I entered the village from the east and passed the dirt airstrip. The carcass of an old DC-3 lay on its belly there, off the side of a short runway. It hadn't made it out. Now it rested, skeleton exposed, like a great beached whale. It had been there for some time. Its flat and thin aluminum skin had been stolen for home construction. Many families had been protected by a single failure.
I spent a night in the village in a simple motel, cleaned up as best I could after a week in the forlorn desert. I walked around the small collection of homes, docks, basic wharf. I had dinner and watched the townspeople, the children hollering, playing in the dusty streets.
From the village, a northbound narrow rock and sand track wound between low hills and shallow valleys, just inland enough that the great Pacific was lost to view. The valleys were dry and filled with dead cactus, a few species still struggling to suck unavailable fluids from the earth. No rain had fallen for several years; life here relied only on the marine layer that encroached on some nights, depositing just the slightest moisture across the desert.
It was 26 kilometers between the larger village I was departing and the smaller one to which I was destined. It took me about an hour and I pulled into the hamlet, to a crowd of youngsters playing. I greeted them all and dispatched them with my only gift, crackers. They didn't like crackers. I pulled old Tortuga forward to a hillock overlooking the Pacific and the mouth to a major bay. I spotted a sole island, almost only a large flat rock in the water not far from shore. I shut the engine off and climbed out of the sweltering cab and walked toward a gathering of villagers, men and women working at a task I couldn't identify. Most of the villagers were there and helping.
I walked across the small rise where I had parked, between cactus huts and down to a ramp that had been dug into the plateau and running to the oceans edge. The villagers were shuffling large crates, passing them here and there with some apparent motive. Many pangas were bobbing in the water. I stood and watched for some time before I figured what they were doing. But they were all busy and paid me no mind, unlike the children just before. After a few moments observation and as I moved closer to the activity I began to see a pattern.
The boats were debarking lobster from traps they had just harvested. A mid-sized truck with its bed slats weaving and creaking as the truck swayed from side to side over the rocks was backing down to the shore there. It carried hundreds of empty widely slatted crates. Two dark and wrinkled men threw the crates to another onto the shore. A forth stacked the crates alongside the truck. An older, more grisly and even darker elder picked up each sea spider and placed it on a table. The table was so old it was seriously worn. It had been used perhaps for generations? He laid each lobster on the table, across a measuring ruler that had been carved into the table's wooden surface. Based on the lobster's length the elder handed the lobster to another tan man that placed in an appropriate crate, with other lobsters of like size.
I pulled up a wall and rested my backside and watched this process for quite awhile. The elder doing the measuring was clearly someone that both the villagers and the shippers trusted to have integrity.

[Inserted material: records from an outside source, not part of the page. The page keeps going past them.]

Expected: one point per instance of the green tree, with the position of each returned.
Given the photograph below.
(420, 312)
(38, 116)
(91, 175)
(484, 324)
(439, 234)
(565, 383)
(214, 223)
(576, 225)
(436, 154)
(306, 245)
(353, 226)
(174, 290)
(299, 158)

There was a sense of camaraderie floating across the small landing as debarked pangas departed and laden boats pulled to shore. The men were busy with their tasks and the women rode herd over assignments and children. Laughter and shouting was everywhere as the day wore on. This must have been the monthly, at most a weekly harvest.
At a point late in the afternoon one of the workers pulls a huge lobster from one of the panga traps. Someone surprises me by tugging at my sleeve. I turn and it's one of the shippers telling me to go hold the big bug. I don't understand, but assume I'm the simple gringo and being brought into the fold with humor. Can I really hold this big guy? Do I have a choice? I walk down the ramp to the edge of the ocean and the truck and the old table and all the warm social interaction that I have witnessed all afternoon. I am handed this harvests largest lobster. I hold it well away from my torso, no claws on this Pacific beast but I'm taking no chances. This fellow is at least 3 feet long. One of the men signs to me: do I have a camera? We dispatch a young child to my truck to retrieve a Cannon. It's here now and pointing at the lobster and me and I hear the double snap of the old SLR 35mm shutter.
I left shortly after that snap. The day was wearing into evening; there certainly were no hotels here and I had no camping equipment, and I wanted to make it back to the same rented room I'd had the night before. As I knew I was about to leave I took a moment to collect about me those moments I knew would take only heart to record, memory was not involved. With my heart I captured images of the children hustling in the dust, the square shoulders of women hefting heavy crates full of writhing and arguing-for-turf sea creatures, of men torn by their lives of trying-to-provide, hard, desert living, struggle. I recorded that I was well received into this small and remote village on the shores of the great Pacific.